Cybercriminals are having it easy with phishing-as-a-service

In this interview for Help Net Security, Immanuel Chavoya, Threat Detection Expert at SonicWall, talks about phishing-as-a-service (PaaS), the risks it can pose to organization, and what to do to tackle this threat.

Phishing-as-a-service has become a growing threat to organizations. How exactly does this trend work?

Phishing attacks have only grown with the rise of SaaS in the workplace, and even the most security-savvy worker can be duped into a phishing attack.

Phishing-as-a-service is a fairly new phenomenon, this trend is where the cybercriminal actually takes the role of a service provider, carrying out attacks for others instead of just for themselves in exchange for a sum of money. PaaS only serves to show how hackers are becoming better organized and looking for greater monetisation from ransomware.

Instead of threat actors being required to have technical knowledge of building or taking over infrastructure to host a phishing kit (login page emulating known login interfaces like Facebook/Amazon/Netflix/OWA), the barrier to entry is significantly lowered with the introduction of PaaS.

Last year, a large-scale SaaS campaign, marketed by criminals as BulletProofLink was exposed by Microsoft, finding more than 300,000 newly created and unique subdomains. The turnkey platform allowed users to customise campaigns and create their own phishing tactics, providing them with over 100 phishing templates that copied known brand and services guidelines, kits, hosting and other tools.

How does PaaS simplify the work of cybercriminals?

It has resulted in the ability of any threat actor, however, limited by technical skills, to begin a phishing campaign against a targeted organization, for less than $15 a day.

So while in the past, the barrier to entry was slightly harder, but not by much. Back then a threat actor would have to carry out numerous steps such as purchasing the phishing kit, setting up the infrastructure, obtaining the email list, spamming the email list with a link to their credential harvester (or malware dropper), and collecting credentials. This can also be used for follow-up attacks (or for sale as an IAB) PaaS allows actors to get most of this done with a small transaction fee of $400 a month.

What should organizations mostly worry about when PaaS is involved?

Following the pandemic, workforces were massively distributed with the introduction of hybrid, widening a business’s security surface. This has created a lush ground for cyber criminals to carry out a range of attacks, the most common being phishing.

A recent survey looking at businesses’ biggest cyber concerns ranked phishing attacks at the top, with several phishing campaigns identified, designed to trick busy or distracted employees. Organizations that have enabled multi-factor authentication (MFA) and called it a day may have risks involved in the new PaaS campaigns, now that threat actors are beginning to formalize.

However, a lower-skilled actor can purchase a phishing service such as EvilProxy, for instance, and bypass MFA controls in place using a reverse proxy to harvest valid cookies from the user connecting through an evil proxy phishing site. This then allows the attacker to bypass the need for authentication with username/password or MFA tokens.

How can organizations tackle this threat?

Phishing-as-a-service can be very advanced, with capabilities spanning from detecting sandbox environments, to fingerprinting user agents in order to determine whether you might be a researchers bot. That being said, Web Content Filters can often limit the exposure of users. For instance, if your email security solution doesn’t detect a PaaS threat, and your user clicks on a link, if you have a defence-in-depth methodology in place, you may have a web content filter that is capable of monitoring the applications and DNS traffic. This limits access to ‘newly registered’ domains, or domains with a bad repudiation, which can be helpful in a layered defence against PaaS.

How can it affect individuals and what can they do to protect themselves?

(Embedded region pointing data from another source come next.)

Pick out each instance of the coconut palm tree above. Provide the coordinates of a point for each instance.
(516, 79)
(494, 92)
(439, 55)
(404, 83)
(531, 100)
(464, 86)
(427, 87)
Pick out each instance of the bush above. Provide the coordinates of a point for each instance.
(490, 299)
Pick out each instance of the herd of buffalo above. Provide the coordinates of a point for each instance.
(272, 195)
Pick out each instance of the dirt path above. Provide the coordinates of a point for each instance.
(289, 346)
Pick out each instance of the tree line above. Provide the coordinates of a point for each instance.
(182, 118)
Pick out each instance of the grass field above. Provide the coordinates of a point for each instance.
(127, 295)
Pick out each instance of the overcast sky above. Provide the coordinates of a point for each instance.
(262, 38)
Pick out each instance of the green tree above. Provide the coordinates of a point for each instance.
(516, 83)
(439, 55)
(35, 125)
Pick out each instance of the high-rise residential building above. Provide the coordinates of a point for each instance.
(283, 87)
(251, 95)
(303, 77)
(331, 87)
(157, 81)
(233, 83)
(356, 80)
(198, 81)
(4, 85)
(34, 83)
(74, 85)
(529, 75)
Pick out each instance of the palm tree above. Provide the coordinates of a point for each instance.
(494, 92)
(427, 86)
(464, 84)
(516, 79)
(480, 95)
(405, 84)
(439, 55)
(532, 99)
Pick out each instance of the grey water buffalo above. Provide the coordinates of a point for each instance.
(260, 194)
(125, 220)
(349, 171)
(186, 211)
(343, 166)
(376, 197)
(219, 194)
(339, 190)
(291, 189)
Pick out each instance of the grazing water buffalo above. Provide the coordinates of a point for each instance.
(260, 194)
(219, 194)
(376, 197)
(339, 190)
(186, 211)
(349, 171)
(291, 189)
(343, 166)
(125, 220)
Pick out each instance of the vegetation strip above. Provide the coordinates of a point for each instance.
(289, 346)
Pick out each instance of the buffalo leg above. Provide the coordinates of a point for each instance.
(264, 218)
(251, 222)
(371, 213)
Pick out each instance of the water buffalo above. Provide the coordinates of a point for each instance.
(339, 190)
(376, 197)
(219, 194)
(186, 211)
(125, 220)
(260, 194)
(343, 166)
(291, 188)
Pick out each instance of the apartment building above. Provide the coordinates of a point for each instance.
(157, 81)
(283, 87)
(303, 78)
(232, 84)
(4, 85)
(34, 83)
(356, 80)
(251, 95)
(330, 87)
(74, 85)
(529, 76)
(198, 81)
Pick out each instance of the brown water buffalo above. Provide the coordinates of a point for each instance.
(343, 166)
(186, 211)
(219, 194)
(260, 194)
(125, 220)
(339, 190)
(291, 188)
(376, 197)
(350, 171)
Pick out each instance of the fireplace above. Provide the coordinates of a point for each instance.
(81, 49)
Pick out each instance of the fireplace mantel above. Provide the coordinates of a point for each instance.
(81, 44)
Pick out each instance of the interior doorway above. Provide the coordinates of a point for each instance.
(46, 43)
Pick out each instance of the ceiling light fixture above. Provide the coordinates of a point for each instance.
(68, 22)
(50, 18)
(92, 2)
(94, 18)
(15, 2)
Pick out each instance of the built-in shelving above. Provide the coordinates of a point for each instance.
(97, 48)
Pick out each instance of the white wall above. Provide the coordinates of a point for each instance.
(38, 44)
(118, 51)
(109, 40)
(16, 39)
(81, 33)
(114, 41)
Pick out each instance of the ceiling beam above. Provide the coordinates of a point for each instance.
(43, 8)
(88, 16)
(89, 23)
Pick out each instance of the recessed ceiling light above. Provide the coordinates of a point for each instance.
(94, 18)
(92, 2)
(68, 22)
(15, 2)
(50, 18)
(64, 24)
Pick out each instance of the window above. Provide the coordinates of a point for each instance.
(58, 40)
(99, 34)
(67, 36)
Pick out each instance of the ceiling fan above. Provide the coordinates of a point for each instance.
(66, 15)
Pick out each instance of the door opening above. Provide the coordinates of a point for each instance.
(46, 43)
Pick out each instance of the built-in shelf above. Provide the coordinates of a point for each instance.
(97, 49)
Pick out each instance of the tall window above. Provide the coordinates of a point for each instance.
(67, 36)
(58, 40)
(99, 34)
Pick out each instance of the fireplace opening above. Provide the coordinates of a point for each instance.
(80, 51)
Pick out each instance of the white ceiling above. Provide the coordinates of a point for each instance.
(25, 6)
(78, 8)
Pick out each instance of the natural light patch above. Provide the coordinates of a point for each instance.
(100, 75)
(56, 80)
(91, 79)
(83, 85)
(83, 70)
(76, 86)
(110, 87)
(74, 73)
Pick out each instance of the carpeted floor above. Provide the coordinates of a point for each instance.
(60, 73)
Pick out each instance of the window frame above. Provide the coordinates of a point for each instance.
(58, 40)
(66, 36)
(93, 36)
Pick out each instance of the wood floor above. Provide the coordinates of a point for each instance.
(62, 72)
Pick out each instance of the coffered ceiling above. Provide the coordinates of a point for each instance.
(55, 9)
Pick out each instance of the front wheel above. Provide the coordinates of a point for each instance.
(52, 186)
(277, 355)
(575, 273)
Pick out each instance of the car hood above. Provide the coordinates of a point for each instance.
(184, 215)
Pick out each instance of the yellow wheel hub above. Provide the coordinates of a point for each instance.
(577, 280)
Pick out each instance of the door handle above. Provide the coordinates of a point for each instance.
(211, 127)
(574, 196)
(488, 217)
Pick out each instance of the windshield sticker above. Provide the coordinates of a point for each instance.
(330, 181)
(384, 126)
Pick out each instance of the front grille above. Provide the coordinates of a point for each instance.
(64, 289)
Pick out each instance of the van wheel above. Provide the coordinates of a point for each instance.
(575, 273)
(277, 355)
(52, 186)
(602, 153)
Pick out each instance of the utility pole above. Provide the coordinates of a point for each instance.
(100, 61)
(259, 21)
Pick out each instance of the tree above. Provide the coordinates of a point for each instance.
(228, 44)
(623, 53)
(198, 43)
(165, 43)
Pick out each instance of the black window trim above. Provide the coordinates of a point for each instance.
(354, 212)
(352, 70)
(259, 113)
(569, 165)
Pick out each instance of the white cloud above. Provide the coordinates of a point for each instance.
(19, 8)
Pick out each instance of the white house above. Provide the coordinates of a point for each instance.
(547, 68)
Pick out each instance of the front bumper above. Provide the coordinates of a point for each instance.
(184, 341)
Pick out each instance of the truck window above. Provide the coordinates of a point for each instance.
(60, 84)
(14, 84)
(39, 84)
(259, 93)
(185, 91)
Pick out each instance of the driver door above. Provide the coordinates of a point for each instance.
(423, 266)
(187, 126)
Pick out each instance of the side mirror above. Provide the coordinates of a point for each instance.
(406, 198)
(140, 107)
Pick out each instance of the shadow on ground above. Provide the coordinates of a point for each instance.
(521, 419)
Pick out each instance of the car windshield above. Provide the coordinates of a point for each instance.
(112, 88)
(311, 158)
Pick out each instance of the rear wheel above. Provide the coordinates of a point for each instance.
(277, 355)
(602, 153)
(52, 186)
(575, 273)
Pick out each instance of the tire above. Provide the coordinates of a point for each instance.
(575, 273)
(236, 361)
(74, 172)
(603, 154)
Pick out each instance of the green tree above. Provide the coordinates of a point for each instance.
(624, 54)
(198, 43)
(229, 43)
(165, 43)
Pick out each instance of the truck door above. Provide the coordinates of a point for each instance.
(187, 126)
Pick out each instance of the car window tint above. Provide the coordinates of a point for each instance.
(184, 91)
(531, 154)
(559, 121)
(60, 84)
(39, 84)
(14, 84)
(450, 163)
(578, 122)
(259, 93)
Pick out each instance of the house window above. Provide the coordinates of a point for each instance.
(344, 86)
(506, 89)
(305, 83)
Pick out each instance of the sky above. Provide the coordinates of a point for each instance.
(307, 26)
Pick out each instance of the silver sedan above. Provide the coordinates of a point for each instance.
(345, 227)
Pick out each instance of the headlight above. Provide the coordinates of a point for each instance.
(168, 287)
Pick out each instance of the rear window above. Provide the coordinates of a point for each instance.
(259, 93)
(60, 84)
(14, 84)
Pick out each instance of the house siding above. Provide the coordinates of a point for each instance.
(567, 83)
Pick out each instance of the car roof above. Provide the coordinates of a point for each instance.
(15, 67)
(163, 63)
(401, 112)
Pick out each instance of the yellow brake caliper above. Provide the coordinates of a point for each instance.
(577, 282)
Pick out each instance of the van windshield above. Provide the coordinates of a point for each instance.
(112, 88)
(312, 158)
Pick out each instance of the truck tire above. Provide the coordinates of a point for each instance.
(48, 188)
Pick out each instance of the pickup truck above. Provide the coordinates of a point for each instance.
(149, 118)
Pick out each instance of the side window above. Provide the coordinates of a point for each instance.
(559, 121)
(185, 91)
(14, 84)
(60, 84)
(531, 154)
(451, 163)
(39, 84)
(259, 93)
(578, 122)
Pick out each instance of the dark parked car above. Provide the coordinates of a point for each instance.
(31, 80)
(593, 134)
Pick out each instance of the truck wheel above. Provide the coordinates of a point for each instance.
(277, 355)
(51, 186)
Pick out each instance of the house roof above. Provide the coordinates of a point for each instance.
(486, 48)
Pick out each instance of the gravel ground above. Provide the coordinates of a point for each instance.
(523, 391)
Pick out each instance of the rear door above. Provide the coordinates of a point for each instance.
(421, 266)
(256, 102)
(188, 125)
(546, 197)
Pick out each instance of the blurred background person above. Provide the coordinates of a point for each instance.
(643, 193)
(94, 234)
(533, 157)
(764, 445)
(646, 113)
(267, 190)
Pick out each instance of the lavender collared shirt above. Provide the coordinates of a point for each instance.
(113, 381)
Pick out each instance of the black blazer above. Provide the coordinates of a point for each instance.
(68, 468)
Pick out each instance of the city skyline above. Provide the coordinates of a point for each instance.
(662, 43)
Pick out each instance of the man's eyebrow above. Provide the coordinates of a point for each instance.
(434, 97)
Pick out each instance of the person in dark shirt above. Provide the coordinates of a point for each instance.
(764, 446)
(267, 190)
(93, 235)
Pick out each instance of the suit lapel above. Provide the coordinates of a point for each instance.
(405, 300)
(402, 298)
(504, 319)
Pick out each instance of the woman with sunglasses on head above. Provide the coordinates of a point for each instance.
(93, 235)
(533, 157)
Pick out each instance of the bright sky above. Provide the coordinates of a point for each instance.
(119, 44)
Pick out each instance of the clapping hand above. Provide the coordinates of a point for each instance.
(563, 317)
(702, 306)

Beware of authentication fatigue! As cloud platforms overtake programmes installed on devices, two-factor authentication has become much more common for businesses to install a secure mindset. This is where phishing can thrive. Phishing scams rely on muscle memory developed during repeated daily logins to steal credentials.

Many of the HTML phishing scams observed over the last year revolve around launching a login form, prefilled with the worker’s email address. All one must do is enter their password without hesitancy, letting cybercriminals in. The bad actor then sends the password to the malware-hosted remote server and the user is redirected to a legitimate website. Alongside specific detection methods, employees and businesses need greater education on how these phishing threats work and what habits or weaknesses they rely on, both across the business and at the individual level.